The authors of the study conclude, "Our estimates will assist decision makers, healthcare providers, and patients in understanding the healthcare system burden of disease, justifying expenditures in intervention efforts and policies related to infection prevention and control, evaluating program effectiveness, determining allocation of research funding, and assessing the potential cost savings or bed days saved due to prevented infections."
Jul 25 Infect Control Hosp Epidemiol abstract
MCR-1, MCR-3–carrying E coli reported in New Zealand
Researchers from New Zealand yesterday reported the identification of the colistin-resistance genes MCR-1 and MCR-3 in a clinical Escherichia coli isolate. The findings were published in the Journal of Antimicrobial Chemotherapy.
The isolate, one of 23 clinical randomly collected in New Zealand from 2015 through 2018 and tested for colistin susceptibility, was from a woman in her late 60s with a spinal cord injury who was being treated for a urinary tract infection (UTI). Antimicrobial susceptibility testing showed that the isolate was resistant to multiple classes of antibiotics, and multilocus sequence typing identified it as belonging to ST101, an E coli sequence type found infrequently in New Zealand. Whole-genome sequencing located the MCR-1 and MCR-3 genes on separate plasmids, along with other antibiotic resistance genes, including blaCTX-M-55.

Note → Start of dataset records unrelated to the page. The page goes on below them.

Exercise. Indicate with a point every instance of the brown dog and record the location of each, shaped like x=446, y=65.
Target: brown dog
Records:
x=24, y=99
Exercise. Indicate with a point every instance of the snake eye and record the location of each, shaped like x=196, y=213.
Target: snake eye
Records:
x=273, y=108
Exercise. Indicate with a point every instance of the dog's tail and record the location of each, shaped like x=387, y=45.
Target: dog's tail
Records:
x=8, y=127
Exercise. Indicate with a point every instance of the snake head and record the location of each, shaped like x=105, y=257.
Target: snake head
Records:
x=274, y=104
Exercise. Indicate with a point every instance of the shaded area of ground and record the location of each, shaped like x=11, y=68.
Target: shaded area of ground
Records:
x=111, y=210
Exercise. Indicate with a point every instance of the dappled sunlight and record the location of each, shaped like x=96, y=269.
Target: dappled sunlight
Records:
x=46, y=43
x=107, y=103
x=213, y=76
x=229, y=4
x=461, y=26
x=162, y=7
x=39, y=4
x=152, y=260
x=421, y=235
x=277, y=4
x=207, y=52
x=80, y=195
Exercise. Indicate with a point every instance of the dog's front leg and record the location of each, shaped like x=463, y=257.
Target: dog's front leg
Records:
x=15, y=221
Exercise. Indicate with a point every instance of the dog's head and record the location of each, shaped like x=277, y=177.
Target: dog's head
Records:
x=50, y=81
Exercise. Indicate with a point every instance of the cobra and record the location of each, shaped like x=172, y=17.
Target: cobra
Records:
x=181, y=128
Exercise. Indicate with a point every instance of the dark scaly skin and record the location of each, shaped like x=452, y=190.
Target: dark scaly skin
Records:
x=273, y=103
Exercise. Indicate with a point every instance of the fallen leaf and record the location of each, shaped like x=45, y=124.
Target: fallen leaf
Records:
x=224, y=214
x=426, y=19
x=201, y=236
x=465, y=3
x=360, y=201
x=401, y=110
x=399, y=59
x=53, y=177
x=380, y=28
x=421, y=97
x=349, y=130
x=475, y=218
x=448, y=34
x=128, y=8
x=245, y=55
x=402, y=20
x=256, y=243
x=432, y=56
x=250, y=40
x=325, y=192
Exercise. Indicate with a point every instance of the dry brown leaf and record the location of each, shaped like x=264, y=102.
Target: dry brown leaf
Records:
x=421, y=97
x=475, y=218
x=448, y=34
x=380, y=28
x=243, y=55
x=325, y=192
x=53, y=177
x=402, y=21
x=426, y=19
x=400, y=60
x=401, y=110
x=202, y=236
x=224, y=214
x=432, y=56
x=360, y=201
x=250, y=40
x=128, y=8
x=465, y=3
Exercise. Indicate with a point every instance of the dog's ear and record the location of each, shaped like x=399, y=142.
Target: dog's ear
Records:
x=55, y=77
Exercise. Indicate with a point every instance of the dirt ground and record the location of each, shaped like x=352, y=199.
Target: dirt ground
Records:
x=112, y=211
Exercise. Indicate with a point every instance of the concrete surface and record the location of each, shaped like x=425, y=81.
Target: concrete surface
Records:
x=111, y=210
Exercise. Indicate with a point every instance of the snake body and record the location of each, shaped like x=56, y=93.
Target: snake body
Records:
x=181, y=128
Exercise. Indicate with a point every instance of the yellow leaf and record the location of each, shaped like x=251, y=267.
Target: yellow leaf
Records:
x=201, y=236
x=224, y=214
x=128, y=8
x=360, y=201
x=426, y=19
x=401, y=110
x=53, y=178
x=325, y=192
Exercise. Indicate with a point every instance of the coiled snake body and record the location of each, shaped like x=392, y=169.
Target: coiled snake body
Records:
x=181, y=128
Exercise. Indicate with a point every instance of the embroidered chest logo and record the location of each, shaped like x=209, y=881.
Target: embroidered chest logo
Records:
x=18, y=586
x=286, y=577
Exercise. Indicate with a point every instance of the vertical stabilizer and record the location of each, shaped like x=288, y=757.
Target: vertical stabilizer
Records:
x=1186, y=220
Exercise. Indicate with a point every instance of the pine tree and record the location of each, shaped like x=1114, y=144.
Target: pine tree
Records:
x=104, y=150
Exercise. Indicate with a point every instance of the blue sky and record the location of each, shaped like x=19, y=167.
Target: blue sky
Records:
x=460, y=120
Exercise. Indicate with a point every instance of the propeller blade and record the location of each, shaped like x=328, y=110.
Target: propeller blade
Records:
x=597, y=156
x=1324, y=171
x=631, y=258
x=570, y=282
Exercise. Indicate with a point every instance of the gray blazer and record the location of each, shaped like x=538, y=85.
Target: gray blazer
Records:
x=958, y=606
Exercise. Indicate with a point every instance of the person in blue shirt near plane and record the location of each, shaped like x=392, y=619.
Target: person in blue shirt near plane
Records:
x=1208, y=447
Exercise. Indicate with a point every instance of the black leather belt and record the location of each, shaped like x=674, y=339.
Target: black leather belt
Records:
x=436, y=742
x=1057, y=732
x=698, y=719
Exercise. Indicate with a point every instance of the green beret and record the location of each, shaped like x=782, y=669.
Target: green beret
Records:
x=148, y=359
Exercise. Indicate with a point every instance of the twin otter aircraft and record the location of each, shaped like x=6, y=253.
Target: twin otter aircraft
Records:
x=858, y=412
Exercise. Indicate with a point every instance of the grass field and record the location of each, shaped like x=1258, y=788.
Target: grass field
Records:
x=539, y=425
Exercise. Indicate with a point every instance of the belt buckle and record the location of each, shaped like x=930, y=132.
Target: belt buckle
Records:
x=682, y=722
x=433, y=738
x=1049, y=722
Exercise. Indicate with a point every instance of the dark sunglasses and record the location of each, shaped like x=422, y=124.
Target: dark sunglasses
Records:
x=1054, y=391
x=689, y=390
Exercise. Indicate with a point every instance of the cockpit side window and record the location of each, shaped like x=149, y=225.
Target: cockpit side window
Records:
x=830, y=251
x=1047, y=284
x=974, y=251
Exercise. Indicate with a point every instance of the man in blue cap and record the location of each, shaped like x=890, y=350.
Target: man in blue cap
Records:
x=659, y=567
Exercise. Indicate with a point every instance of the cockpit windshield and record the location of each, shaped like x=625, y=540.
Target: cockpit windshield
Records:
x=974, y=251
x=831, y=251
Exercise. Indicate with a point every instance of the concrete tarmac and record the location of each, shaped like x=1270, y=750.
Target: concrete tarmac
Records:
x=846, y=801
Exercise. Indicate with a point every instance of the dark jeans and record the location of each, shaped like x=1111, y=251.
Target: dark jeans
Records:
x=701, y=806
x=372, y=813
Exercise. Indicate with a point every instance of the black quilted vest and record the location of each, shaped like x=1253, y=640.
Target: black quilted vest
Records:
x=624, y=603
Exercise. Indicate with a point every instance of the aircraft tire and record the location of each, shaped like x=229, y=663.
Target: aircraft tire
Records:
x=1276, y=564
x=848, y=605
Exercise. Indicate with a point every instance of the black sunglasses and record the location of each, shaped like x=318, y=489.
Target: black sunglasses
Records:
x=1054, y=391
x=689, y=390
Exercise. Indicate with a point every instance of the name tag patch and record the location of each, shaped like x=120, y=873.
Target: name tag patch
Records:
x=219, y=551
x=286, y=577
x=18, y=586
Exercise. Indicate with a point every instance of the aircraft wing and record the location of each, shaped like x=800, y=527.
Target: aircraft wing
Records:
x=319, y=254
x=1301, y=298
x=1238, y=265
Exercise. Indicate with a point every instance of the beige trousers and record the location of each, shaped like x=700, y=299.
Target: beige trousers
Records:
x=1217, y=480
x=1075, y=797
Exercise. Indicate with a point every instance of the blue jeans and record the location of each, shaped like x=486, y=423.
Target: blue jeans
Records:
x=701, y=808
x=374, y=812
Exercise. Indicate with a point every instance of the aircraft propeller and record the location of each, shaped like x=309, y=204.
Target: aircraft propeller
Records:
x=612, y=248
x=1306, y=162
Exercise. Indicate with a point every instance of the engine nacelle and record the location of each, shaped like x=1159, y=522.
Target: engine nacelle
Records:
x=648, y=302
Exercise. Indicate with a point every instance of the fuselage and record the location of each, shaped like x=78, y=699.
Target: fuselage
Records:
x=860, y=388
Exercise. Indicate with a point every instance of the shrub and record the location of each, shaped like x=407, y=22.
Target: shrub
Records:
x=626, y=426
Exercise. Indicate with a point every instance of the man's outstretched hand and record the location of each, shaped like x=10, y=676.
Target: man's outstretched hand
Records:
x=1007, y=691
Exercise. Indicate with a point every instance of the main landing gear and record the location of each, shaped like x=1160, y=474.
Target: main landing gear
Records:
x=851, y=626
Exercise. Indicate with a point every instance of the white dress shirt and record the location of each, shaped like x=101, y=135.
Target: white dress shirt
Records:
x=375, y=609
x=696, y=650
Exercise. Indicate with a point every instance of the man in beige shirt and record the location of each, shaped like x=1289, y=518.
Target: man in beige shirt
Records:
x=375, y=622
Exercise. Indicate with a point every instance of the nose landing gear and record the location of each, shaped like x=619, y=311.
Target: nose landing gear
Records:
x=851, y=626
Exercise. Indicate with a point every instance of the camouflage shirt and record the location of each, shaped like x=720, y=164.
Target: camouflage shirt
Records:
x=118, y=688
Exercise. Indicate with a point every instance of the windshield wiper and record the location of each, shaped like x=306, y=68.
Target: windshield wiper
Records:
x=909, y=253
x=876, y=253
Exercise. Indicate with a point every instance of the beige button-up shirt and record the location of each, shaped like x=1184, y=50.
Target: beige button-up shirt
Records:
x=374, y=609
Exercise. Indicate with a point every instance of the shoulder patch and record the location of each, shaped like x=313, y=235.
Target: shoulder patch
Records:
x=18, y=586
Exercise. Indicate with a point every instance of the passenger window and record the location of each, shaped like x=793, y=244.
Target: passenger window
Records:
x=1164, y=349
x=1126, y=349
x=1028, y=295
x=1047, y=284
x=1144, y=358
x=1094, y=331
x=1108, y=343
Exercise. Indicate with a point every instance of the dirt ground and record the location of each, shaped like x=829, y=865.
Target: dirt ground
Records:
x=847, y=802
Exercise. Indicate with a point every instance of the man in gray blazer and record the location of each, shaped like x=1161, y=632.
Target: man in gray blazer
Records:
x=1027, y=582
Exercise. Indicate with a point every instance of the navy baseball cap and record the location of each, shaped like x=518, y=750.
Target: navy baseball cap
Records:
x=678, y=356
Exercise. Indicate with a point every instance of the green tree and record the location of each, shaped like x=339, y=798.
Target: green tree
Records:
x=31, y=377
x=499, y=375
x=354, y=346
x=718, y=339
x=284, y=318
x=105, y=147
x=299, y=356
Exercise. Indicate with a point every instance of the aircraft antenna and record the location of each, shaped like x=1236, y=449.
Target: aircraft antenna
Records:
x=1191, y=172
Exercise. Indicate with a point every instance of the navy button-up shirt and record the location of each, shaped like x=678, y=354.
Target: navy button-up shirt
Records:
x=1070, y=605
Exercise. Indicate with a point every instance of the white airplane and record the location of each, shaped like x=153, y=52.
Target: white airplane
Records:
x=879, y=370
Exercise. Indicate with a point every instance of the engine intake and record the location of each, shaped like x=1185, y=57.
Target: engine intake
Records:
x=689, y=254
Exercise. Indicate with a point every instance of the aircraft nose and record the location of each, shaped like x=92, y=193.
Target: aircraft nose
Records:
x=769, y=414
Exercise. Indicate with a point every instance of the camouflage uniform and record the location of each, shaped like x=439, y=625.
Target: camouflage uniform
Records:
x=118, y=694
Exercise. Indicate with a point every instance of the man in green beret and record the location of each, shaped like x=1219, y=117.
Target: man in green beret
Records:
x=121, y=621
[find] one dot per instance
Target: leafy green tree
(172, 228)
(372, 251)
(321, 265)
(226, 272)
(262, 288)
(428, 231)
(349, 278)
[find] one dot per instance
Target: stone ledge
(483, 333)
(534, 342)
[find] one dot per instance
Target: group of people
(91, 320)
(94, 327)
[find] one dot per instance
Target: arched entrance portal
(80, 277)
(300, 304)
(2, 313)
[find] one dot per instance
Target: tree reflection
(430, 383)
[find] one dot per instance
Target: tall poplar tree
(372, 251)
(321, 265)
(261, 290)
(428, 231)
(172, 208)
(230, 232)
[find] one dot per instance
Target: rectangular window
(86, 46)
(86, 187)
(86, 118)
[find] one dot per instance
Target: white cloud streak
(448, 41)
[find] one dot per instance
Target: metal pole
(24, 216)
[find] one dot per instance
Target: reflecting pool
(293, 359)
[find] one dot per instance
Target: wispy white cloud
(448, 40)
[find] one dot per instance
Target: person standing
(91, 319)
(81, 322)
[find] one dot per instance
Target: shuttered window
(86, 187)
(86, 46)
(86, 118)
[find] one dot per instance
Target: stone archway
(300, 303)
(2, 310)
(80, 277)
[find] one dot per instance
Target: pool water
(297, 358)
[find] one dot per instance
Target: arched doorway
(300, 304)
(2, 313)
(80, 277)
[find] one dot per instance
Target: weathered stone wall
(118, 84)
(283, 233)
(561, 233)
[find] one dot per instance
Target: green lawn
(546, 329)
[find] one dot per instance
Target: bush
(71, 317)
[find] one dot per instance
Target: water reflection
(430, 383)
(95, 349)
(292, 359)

Further inquiry revealed the patient had traveled to Thailand 4 months prior to her UTI, and the researchers suspect that the MCR-1 and MCR-3–carrying E coli was likely acquired there, since MCR-3 and blaCTx-M-55 have links to Thailand.
To date, only two other clinical isolates carrying both MCR-1 and MCR-3—a Salmonella isolate and an E coli isolate—have been reported.
Jul 24 J Antimicrob Chemother abstract
Resistant Pseudomonas death in Utah linked to surgery in Mexico
A Utah resident who died after traveling to Tijuana, Mexico, for weight-loss surgery tested positive for a multidrug-resistant form of Pseudomonas aeruginosa, according to a news release from the Utah Department of Health (UDOH).
The patient was one of eight Utah residents who tested positive for Verona integron-encoded metallo-beta-lactamase–producing carbapenem-resistant P aeruginosa (VIM-CRPA) after getting weight-loss surgery in Tijuana. Interviews with patients or their family members revealed that seven of the eight patients had the same surgeon.
The Utah VIM-CRPA cases are linked to similar cases that have been reported to state health departments and the Centers for Disease Control and Prevention (CDC) since September 2018. On May 24, the CDC reported that 12 VIM-CRPA cases with links to surgical procedures in Mexico had been identified in seven states. Eleven of the 12 patients reported having bariatric surgery at five hospitals in Mexico. Six of the patients were subsequently hospitalized in the United States for their infection, and one died.
UDOH said individuals who had a surgical procedure in Tijuana during or after August 2018 and are experiencing signs of infection—including fever, redness, drainage from the surgical site, or swelling at the surgical site—should seek immediate medical care. The department is also recommending that residents not travel to Mexico for invasive surgical procedures.
"I cannot stress enough the safest course of action is not to travel to Mexico for these procedures," Allyn Nakashima, MD, manager of the UDOH Healthcare-Associated Infections/Antimicrobial Resistance Program, said. "Using an internationally accredited facility is not a guarantee that your medical care will be free of complications."